Latexmatratzen punkten bei Elastizität

Bild Gesundes SchlafenEin gutes Gewissen ist ein sanftes Ruhekissen, dieses Sprichwort ist altbekannt. Doch manchmal braucht es ein bisschen mehr als das und die richtige Matratze gehört dazu. Aus diesem Grund hat Ökotest neun Latexmatratzen getestet.

 

Gute Modelle sind teuer

 

Latexmatratzen sind nicht so bekannt wie Schaumstoff oder Federkernmatratzen. Das liegt sich auch am Preis. Die meisten mittelharten Matratzen kosten ab 400 Euro aufwärts. Allerdings sind auch gute Schaumstoff- oder Federkernmatratzen nicht sehr viel günstiger zu erwerben. Die Elastizität ist jedoch ein klarer Vorteil für die Latexmatratze.

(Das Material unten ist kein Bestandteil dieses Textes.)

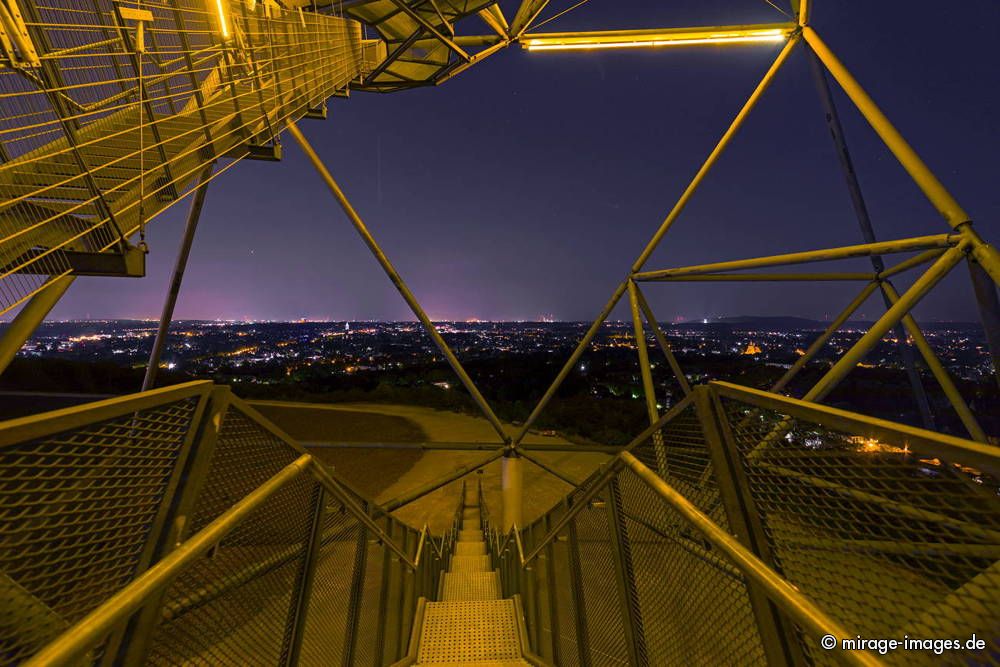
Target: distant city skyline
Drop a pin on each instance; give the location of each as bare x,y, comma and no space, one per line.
501,196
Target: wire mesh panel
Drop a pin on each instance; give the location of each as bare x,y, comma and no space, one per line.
603,603
113,124
77,514
234,606
330,601
888,542
693,602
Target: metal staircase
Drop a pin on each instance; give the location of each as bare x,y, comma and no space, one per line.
109,133
471,623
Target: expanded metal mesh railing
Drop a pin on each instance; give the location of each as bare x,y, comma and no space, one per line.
126,104
748,526
178,526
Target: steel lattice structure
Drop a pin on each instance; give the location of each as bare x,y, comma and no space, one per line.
113,112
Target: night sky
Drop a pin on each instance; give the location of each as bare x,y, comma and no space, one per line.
527,185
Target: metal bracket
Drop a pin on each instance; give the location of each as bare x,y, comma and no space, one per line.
14,37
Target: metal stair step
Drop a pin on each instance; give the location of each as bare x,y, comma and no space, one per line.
466,586
469,633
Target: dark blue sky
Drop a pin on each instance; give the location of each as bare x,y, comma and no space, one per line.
528,185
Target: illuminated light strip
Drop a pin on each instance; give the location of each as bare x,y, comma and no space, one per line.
639,41
223,24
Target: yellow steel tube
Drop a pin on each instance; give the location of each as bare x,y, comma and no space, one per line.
932,188
786,596
396,279
821,340
646,373
824,255
713,157
910,298
938,370
661,340
30,316
658,235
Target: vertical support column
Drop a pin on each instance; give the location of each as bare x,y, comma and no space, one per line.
512,484
194,214
635,639
989,312
397,281
299,609
867,230
645,370
777,634
551,587
30,316
407,598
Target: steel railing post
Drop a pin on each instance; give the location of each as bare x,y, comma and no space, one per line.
183,252
193,464
576,590
299,607
777,635
635,639
357,591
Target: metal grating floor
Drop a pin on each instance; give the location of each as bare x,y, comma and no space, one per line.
481,663
469,632
464,586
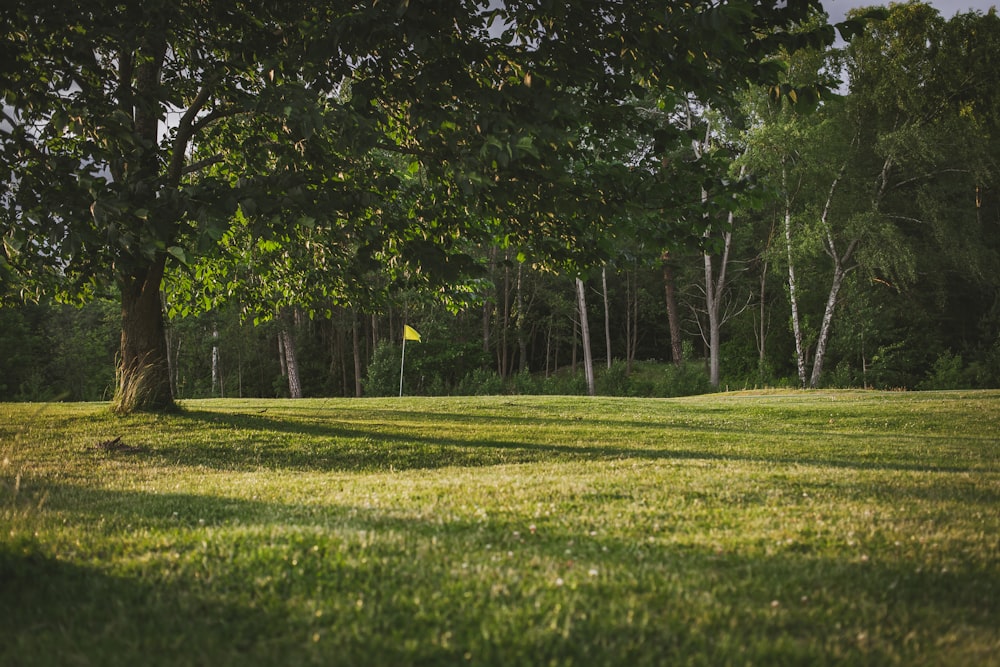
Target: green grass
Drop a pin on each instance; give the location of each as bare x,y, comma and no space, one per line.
732,529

Diese hat allerdings auch ihren Preis. Die Matratzen, die eine gute Note bekamen, gehören nicht zu den billigen Modellen. Zwischen 600 und 800 Euro müssen für 90 mal 200 Zentimetern schon berappt werden. Deutlich günstiger ist die Matratze von Ikea für rund 200 Euro. Diese bekam allerdings nur noch knapp eine befriedigende Bewertung.

 

Wirbelsäule wird gestützt und entlastet

 

Eine hohe Punktelastizität ist der große Pluspunkt bei einer Latexmatratze. Sechs der neun getesteten Modelle bekamen bei dem entsprechenden Test eine gute Bewertung, so beispielsweise die Elza Forma Pur Medium von Elza. Punktelastizität bedeutet, dass die Matratze dort nachgibt, wo die Belastung aufliegt. So wird die Durchblutung weniger gehemmt. Die gesteppten Bezüge, die zudem gespannt sind, sorgen dafür, dass die Matratze beim Lagewechsel zurückfedert. Das Modell von Elza bekam ebenfalls eine gute Note in der sogenannten Schulterzonenwirkung. Ebenso wie die Supra- Comfort Naturlatexmatratze von Allnatura entlastet sie die Schultern in der Seitenlage. In der Rückenlage erhielt das Elza-Modell sogar eine sehr gute Bewertung, ebenso wie die Belair Clima Natur Version Lana von Sembella. Beim Test der Biegeelastizität schnitten vier Matratzen gut ab. Diese Elastizität ist wichtig, wenn der Nutzer einen verstellbaren Lattenrost benutzt.

 

Giftige Stoffe schmälern gutes Ergebnis

 

Zwei der getesteten Matratzen wurden in allen Bereichen gut bewertet bis auf die Inhaltsstoffe. So enthält die Juwel H2 Latex- Matratze von Mali krebserregende Nitrosamine, die knapp die vorgeschriebene Menge von 300 ng/m3 überschreitet. Außerdem löste sich im Test giftiges Antimon aus dem Bezug des Malie-Modells ebenso wie bei der Dunlopillo Latex Natura 1800. Dort fanden die Prüfer zusätzlich noch halogenorganische Verbindungen, die zu Nervenschäden führen können.